Data last week showed claims rose more than economists forecast in February to 1.61 million and a broader measure of unemployment remained at the highest in 16 years, underscoring the weakness of the labor market.
Osborne is also likely to show that the budget deficit has improved, analysts say. Public-sector net borrowing will be about 125 billion pounds ($200 billion) in current fiscal year that ends this month rather than the 127 billion pounds forecast by the OBR in November, according to a survey of 27 analysts compiled by the Treasury last month.
“Recent news has been encouraging suggesting that the deficit could be somewhat lower than the OBR was forecasting three months ago,” George Buckley, chief U.K. economist at Deutsche Bank AG, said in a research note.
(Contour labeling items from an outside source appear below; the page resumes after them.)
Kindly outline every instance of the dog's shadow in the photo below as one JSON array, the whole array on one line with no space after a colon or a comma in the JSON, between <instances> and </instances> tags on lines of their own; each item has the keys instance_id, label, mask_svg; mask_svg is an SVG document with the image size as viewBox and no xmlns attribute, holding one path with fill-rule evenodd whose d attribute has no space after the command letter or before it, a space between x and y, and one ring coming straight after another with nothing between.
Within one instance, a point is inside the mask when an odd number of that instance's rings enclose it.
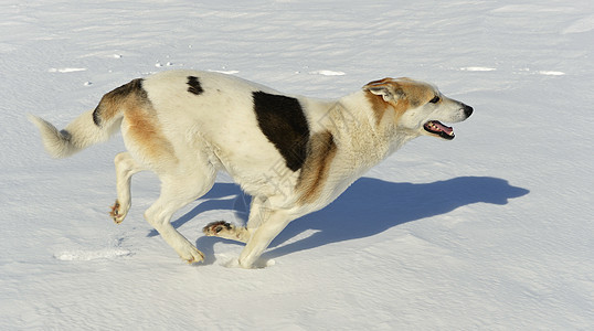
<instances>
[{"instance_id":1,"label":"dog's shadow","mask_svg":"<svg viewBox=\"0 0 594 331\"><path fill-rule=\"evenodd\" d=\"M530 191L512 186L508 181L490 177L458 177L433 183L393 183L361 178L326 209L291 222L271 244L264 258L275 258L331 243L363 238L400 224L448 213L473 203L505 205L509 199ZM237 185L216 183L202 203L174 221L179 227L200 213L233 210L243 224L247 218L250 197ZM231 220L225 220L231 221ZM308 229L316 232L303 239L282 245ZM157 235L151 232L149 235ZM213 237L200 237L197 246L213 255ZM232 243L232 242L229 242ZM212 263L212 257L206 259Z\"/></svg>"}]
</instances>

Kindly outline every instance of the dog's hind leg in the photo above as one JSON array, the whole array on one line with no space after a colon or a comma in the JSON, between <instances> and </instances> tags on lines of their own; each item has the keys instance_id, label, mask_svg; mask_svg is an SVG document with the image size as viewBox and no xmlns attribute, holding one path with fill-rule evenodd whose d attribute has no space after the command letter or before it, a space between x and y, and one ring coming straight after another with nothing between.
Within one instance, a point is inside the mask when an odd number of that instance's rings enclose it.
<instances>
[{"instance_id":1,"label":"dog's hind leg","mask_svg":"<svg viewBox=\"0 0 594 331\"><path fill-rule=\"evenodd\" d=\"M199 199L212 188L215 179L214 169L177 170L176 174L161 174L159 178L161 180L161 195L146 211L145 218L182 259L190 264L203 260L204 255L183 237L171 225L170 221L176 211Z\"/></svg>"},{"instance_id":2,"label":"dog's hind leg","mask_svg":"<svg viewBox=\"0 0 594 331\"><path fill-rule=\"evenodd\" d=\"M250 205L250 217L246 226L235 226L225 221L212 222L202 228L206 236L215 236L230 241L247 243L252 234L256 231L262 222L261 212L263 211L266 199L253 196Z\"/></svg>"},{"instance_id":3,"label":"dog's hind leg","mask_svg":"<svg viewBox=\"0 0 594 331\"><path fill-rule=\"evenodd\" d=\"M132 174L146 170L142 166L136 162L128 152L121 152L114 159L116 164L116 189L117 200L112 206L109 215L117 224L121 223L131 205L130 197L130 180Z\"/></svg>"}]
</instances>

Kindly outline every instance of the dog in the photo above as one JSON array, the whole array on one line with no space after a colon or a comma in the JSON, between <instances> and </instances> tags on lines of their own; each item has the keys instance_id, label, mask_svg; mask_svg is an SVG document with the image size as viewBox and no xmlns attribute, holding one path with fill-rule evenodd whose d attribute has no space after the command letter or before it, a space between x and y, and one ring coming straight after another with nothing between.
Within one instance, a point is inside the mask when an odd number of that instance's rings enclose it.
<instances>
[{"instance_id":1,"label":"dog","mask_svg":"<svg viewBox=\"0 0 594 331\"><path fill-rule=\"evenodd\" d=\"M247 223L214 222L203 232L245 243L238 266L252 268L289 222L328 205L409 140L454 139L443 122L471 114L470 106L411 78L374 81L327 100L284 95L225 74L168 71L105 94L64 130L29 118L54 158L120 130L127 151L115 157L112 218L121 223L130 209L131 177L155 172L160 196L145 218L190 264L204 256L170 224L171 217L226 171L252 196Z\"/></svg>"}]
</instances>

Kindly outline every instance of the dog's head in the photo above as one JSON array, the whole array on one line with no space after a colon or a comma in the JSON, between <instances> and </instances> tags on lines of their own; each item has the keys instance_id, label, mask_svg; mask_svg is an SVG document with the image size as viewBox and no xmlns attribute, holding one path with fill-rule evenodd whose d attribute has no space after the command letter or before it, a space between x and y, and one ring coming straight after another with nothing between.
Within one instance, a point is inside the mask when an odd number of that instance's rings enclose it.
<instances>
[{"instance_id":1,"label":"dog's head","mask_svg":"<svg viewBox=\"0 0 594 331\"><path fill-rule=\"evenodd\" d=\"M463 121L473 114L473 107L442 95L431 84L410 78L374 81L363 89L379 120L392 110L396 127L415 136L452 140L454 129L443 122Z\"/></svg>"}]
</instances>

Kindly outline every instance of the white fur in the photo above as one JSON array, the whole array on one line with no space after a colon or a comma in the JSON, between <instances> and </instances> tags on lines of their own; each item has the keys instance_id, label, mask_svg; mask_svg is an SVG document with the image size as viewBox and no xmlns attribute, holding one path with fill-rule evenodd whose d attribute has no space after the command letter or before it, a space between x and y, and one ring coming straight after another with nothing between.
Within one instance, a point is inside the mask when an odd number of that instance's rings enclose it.
<instances>
[{"instance_id":1,"label":"white fur","mask_svg":"<svg viewBox=\"0 0 594 331\"><path fill-rule=\"evenodd\" d=\"M188 76L199 77L202 94L188 92ZM406 82L441 95L428 84ZM153 108L147 110L150 115L147 119L163 138L147 140L149 147L157 142L168 143L152 154L147 152L147 141L141 143L135 138L138 117L131 116L125 107L102 127L93 122L93 111L83 114L62 131L38 117L30 119L39 127L47 152L56 158L105 141L120 127L128 152L119 153L115 159L118 200L112 214L114 221L121 222L130 207L131 175L142 170L156 172L161 180L161 195L145 217L190 263L202 260L203 255L171 226L171 216L206 193L218 171L230 173L253 196L247 224L211 224L204 232L246 243L238 258L238 264L246 268L254 266L289 222L328 205L367 170L406 141L420 135L431 135L423 129L426 121L455 122L468 117L464 104L445 96L437 105L423 100L416 108L406 109L396 117L391 105L396 105L403 96L390 85L381 84L338 100L293 96L304 108L310 136L330 132L336 145L328 175L318 183L316 197L304 202L303 192L298 190L301 170L293 172L285 166L278 150L258 127L253 109L253 92L280 93L234 76L193 71L149 76L144 79L142 88ZM388 103L389 111L381 118L369 99L370 92L381 95Z\"/></svg>"}]
</instances>

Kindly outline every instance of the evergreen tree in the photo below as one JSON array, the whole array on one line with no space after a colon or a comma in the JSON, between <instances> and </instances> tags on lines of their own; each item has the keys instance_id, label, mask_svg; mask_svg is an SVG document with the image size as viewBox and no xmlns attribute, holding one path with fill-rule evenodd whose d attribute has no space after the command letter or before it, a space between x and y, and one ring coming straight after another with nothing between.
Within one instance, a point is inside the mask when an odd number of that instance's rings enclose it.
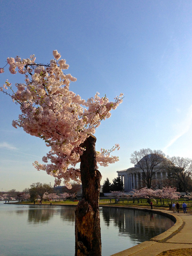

Morgan Stanley says the deficit is likely to improve next fiscal year to about 120 billion pounds. Osborne says warnings from rating companies that Britain risks losing its top grade reinforce the need to stick to his budget-cutting plans, which aim to eliminate the bulk of a deficit of 9 percent of economic output by 2017.
Fitch Ratings said last week that Britain has limited ability to deal with shocks and changed its outlook to “negative” from “stable,” indicating a “slightly greater” than 50 percent chance that the AAA rating will be reduced within two years
Moody’s Investors Service said last month that Britain risks losing its top-level rating if the economy deteriorates. Bank of England Governor Mervyn King said on Feb. 29 that the Moody’s warning was a “perfectly reasonable” assessment.